DivideBuy got over £60 million from UK local banks including Paragon as equity and debt-financing investment.
Aside from the additional credit for loan applicants, the fund will be used to help DivideBuy expand company’s retailer network and develop new market-leading technology for the benefit of customers.
DivideBuy CEO and Co-Founder Robert Flowers said that the company will be investing in technology that would assist customers in making transactions seamless.
“DivideBuy has one overarching goal; to make interest free credit easy and accessible to both retailers and consumers. DivideBuy has focused on delivering technology and solutions that enhance the experience of our users and we will continue to do so,” said Flowers.
UK’s interest-free-only credit DivideBuy focus on technological-driven solutions, which is something new to the lending industry. User-experience is lifted with a fully-automated underwriting and decision.

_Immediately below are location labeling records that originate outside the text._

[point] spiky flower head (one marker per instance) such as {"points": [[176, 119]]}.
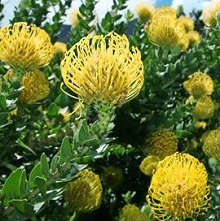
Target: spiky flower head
{"points": [[59, 48], [24, 46], [84, 194], [144, 11], [131, 212], [178, 188], [149, 164], [211, 145], [161, 143], [194, 37], [103, 69], [209, 13], [35, 87], [204, 108], [187, 22], [164, 29], [165, 11], [199, 84]]}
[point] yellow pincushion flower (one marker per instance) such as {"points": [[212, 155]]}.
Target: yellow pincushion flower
{"points": [[25, 47], [209, 13], [103, 69], [144, 11], [211, 146], [178, 188], [36, 87], [132, 213], [59, 48], [149, 164], [165, 31], [165, 11], [199, 84], [161, 143], [204, 108], [84, 194], [187, 22], [194, 37]]}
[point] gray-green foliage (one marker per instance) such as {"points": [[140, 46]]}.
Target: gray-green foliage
{"points": [[40, 152]]}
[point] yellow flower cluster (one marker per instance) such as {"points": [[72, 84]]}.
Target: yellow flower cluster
{"points": [[166, 30], [144, 11], [132, 213], [84, 193], [60, 48], [200, 86], [103, 69], [25, 47], [211, 144], [204, 108], [161, 143], [178, 188], [209, 13], [35, 87]]}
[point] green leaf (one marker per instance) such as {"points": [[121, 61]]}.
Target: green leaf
{"points": [[35, 172], [23, 184], [83, 133], [41, 183], [3, 102], [3, 118], [23, 206], [65, 149], [15, 186], [44, 165], [53, 110], [55, 162], [26, 147]]}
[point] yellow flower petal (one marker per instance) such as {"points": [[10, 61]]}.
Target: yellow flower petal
{"points": [[25, 47], [103, 69], [178, 188]]}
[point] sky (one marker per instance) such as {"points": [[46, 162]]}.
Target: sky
{"points": [[105, 5]]}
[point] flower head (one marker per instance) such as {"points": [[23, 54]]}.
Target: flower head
{"points": [[165, 11], [25, 47], [131, 212], [199, 84], [211, 145], [36, 87], [85, 192], [103, 69], [161, 143], [178, 188], [59, 48], [204, 108], [194, 37], [144, 11], [187, 22], [209, 13], [164, 29], [149, 164]]}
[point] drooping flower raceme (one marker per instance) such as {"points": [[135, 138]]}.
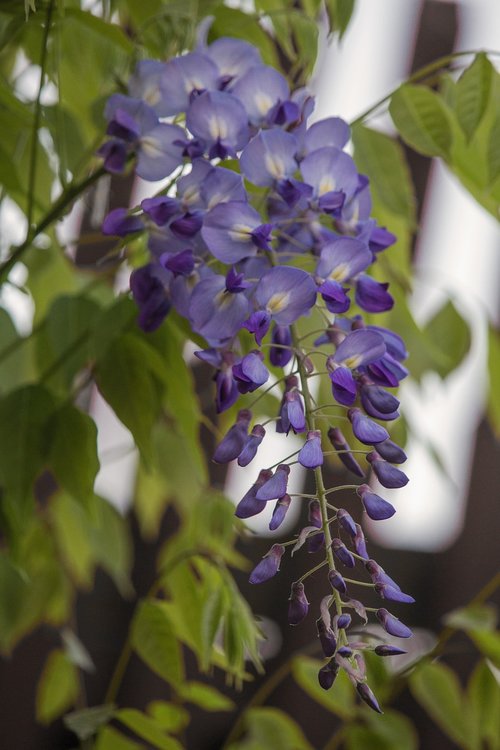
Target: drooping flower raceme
{"points": [[266, 222]]}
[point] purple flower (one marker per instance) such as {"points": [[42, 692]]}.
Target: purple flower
{"points": [[280, 353], [260, 89], [220, 120], [346, 521], [233, 58], [268, 566], [365, 430], [378, 574], [310, 455], [233, 231], [119, 222], [251, 445], [269, 157], [376, 507], [332, 131], [250, 373], [160, 209], [286, 294], [386, 649], [150, 295], [275, 487], [233, 441], [392, 625], [249, 505], [392, 594], [342, 553], [343, 258], [378, 403], [387, 475], [279, 512], [214, 312], [391, 452], [335, 297], [373, 296], [184, 76], [326, 638], [327, 674], [298, 605], [291, 413], [366, 694], [360, 543], [339, 442], [337, 581]]}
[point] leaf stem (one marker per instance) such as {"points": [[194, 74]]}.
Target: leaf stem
{"points": [[418, 75], [37, 118]]}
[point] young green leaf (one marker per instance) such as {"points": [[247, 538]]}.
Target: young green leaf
{"points": [[205, 696], [147, 729], [473, 93], [383, 160], [87, 721], [154, 640], [422, 120], [73, 450], [57, 688], [436, 687]]}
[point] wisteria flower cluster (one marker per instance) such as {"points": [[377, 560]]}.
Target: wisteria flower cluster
{"points": [[264, 219]]}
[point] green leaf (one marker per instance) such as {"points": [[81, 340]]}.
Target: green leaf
{"points": [[473, 93], [339, 700], [125, 378], [493, 406], [205, 696], [87, 721], [24, 414], [154, 640], [488, 644], [110, 739], [339, 13], [493, 151], [169, 716], [483, 692], [472, 617], [235, 23], [63, 346], [147, 729], [272, 728], [422, 120], [437, 689], [447, 335], [73, 450], [383, 160], [211, 620], [57, 688]]}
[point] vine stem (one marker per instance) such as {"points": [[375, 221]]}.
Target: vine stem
{"points": [[37, 118], [126, 652], [418, 75], [318, 474]]}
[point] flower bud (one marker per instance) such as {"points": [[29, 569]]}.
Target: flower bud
{"points": [[366, 695], [298, 606], [342, 553], [268, 566]]}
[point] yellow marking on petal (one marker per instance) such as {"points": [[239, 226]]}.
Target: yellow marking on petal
{"points": [[217, 128], [263, 102], [150, 146], [275, 166], [240, 233], [352, 362], [277, 302], [326, 185], [340, 273]]}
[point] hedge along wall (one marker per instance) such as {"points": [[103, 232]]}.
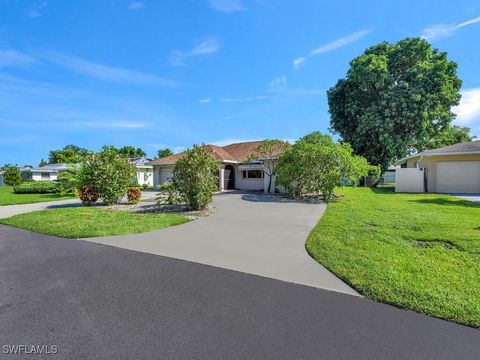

Non-Executive Chairman of DivideBuy Max Reeves said, “This investment by leading private equity players and banks in DivideBuy reflects the value that our business model and technology creates for retailers and customers as well as our progress as an organization.”
Meanwhile, Paragon Senior Director Lewis Fitzsimons said that they will continue to support fintech firms with the ‘ambition to develop their technology and solutions.’
Paragon has been engaged with funding fintech firms before DivideBuy. It has supported Paybreak and Duologi to grow their activities, with other SME lender Liberis. Paragon is also part of the £57.5 million funding package that will support UK small businesses to protect more than 100,000 jobs in the near 2020.
DivideBuy is founded in 2004 and partners with hundreds of retailers who are looking to grow market share significantly. What the company has been doing is updating the inventory of clients and links it to warehouse management systems. By 2019, the company aims to work with over a million retailers.